A flaw was found in haproxy before version 2.0.6. In legacy mode, messages featuring a transfer-encoding header missing the "chunked" value was not being correctly rejected. The impact was limited but if combined with "http-reuse always", it could be used as an help to construct a content smuggling attack against a vulnerable component employing a lenient parser which would ignore the content-length header as soon as it sees a transfer-encoding one, without even parsing it. References: https://www.mail-archive.com/haproxy@formilux.org/msg34926.html https://nathandavison.com/blog/haproxy-http-request-smuggling
Version packaged with Openshift (haproxy-1.8.x) is vulnerable. However, the following option must be set in the haproxy.cfg: http-reuse always OpenShift does not set this configuration for HAProxy.
Preconditions for the attack to be possible: - option `http-reuse always` is in the haproxy.conf file (see https://cbonte.github.io/haproxy-dconv/1.9/configuration.html#4.2-http-reuse); - the legacy HTTP decoder is in use. On versions of haproxy before 2.0.5, like the ones shipped in RHEL 6, 7, and 8, this is the default; - the backend must support HTTP keep-alive (aka HTTP connection reuse); - the backend server needs to have a bug that makes it consider the HTTP header `Transfer-Encoding: chunked` even when this is not perfectly compliant with the specification (e.g. `Transfer-Encoding:\x0bchunked`). This is not the case with Web Servers like httpd or nginx.

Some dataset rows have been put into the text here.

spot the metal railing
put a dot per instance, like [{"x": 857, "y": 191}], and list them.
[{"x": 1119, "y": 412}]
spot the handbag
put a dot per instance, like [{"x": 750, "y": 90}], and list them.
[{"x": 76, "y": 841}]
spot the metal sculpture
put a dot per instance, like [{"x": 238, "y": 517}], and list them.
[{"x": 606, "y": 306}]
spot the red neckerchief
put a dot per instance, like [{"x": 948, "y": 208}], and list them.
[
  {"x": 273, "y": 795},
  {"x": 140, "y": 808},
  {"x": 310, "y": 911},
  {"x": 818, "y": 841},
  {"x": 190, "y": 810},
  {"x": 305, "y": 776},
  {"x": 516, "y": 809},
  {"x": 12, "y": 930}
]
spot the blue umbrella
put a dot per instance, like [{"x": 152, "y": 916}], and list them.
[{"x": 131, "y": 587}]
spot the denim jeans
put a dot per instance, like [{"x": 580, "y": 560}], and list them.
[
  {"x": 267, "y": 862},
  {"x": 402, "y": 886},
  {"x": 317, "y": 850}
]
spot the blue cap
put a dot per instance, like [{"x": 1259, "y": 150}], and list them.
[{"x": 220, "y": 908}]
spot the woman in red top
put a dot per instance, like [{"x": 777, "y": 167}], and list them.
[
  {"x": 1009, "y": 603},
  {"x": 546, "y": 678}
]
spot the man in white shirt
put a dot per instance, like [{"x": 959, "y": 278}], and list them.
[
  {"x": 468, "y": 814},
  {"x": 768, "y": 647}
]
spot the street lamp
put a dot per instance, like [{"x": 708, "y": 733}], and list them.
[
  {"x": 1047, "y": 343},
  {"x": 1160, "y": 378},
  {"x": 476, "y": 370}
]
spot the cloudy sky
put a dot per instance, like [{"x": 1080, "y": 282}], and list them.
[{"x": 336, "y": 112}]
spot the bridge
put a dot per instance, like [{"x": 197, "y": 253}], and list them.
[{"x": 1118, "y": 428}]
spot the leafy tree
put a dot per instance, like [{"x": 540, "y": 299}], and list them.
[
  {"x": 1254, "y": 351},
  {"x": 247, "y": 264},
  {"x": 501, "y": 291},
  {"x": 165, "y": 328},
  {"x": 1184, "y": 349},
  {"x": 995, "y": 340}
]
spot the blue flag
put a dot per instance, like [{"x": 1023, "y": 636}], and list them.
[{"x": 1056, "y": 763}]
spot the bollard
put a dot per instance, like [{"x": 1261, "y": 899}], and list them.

Upstream patch: https://git.haproxy.org/?p=haproxy-2.0.git;a=commit;h=196a7df44d8129d1adc795da020b722614d6a581
haproxy keeps a pool of HTTP connection to the backend server which can be reused based on the `http-reuse` option value. When `http-reuse always` option is used, haproxy can send the first request of a session to an existing backend connection. This flaw can be used to poison one of those backend connections, thus allowing an attacker to do a request to the backend server and leave additional data in the backend connection that will be interpreted as part of a following request coming from a victim user.
Mitigation: - Reconsider the use of `http-reuse always` if possible - Disable HTTP Keep-Alive (also called HTTP Connection reuse) in the backend - Fix the backend server to correctly parse Transfer-Encoding/Content-Length headers
Functions http_wait_for_request() and http_wait_for_response() do not correctly check if the Transfer-Encoding HTTP header has the "chunked" value. So an HTTP header like `Transfer-Encoding: foobar` would not be rejected. This lack of validation makes the HTTP request smuggling attack possible.
Fix for haproxy 1.8: http://git.haproxy.org/?p=haproxy-1.8.git;a=commitdiff;h=3bd4bbdb9f54c18856aeb66b4b9f4a698973d3d3 Applied in version 1.8.22.
This issue has been addressed in the following products: Red Hat OpenShift Container Platform 3.11 Via RHSA-2020:1287 https://access.redhat.com/errata/RHSA-2020:1287
This bug is now closed. Further updates for individual products will be reflected on the CVE page(s): https://access.redhat.com/security/cve/cve-2019-18277
This issue has been addressed in the following products: Red Hat Enterprise Linux 8 Via RHSA-2020:1725 https://access.redhat.com/errata/RHSA-2020:1725
This issue has been addressed in the following products: Red Hat OpenShift Container Platform 4.4 Via RHSA-2020:1936 https://access.redhat.com/errata/RHSA-2020:1936
This issue has been addressed in the following products: Red Hat Software Collections for Red Hat Enterprise Linux 7 Red Hat Software Collections for Red Hat Enterprise Linux 7.6 EUS Red Hat Software Collections for Red Hat Enterprise Linux 7.7 EUS Via RHSA-2020:2265 https://access.redhat.com/errata/RHSA-2020:2265
Statement: To exploit this vulnerability a vulnerable backend server is required. In particular the server should incorrectly parse the Transfer-Encoding HTTP header. This issue did not affect the versions of haproxy as shipped with Red Hat Enterprise Linux 6, and 7 as they did not include support for `http-reuse` option.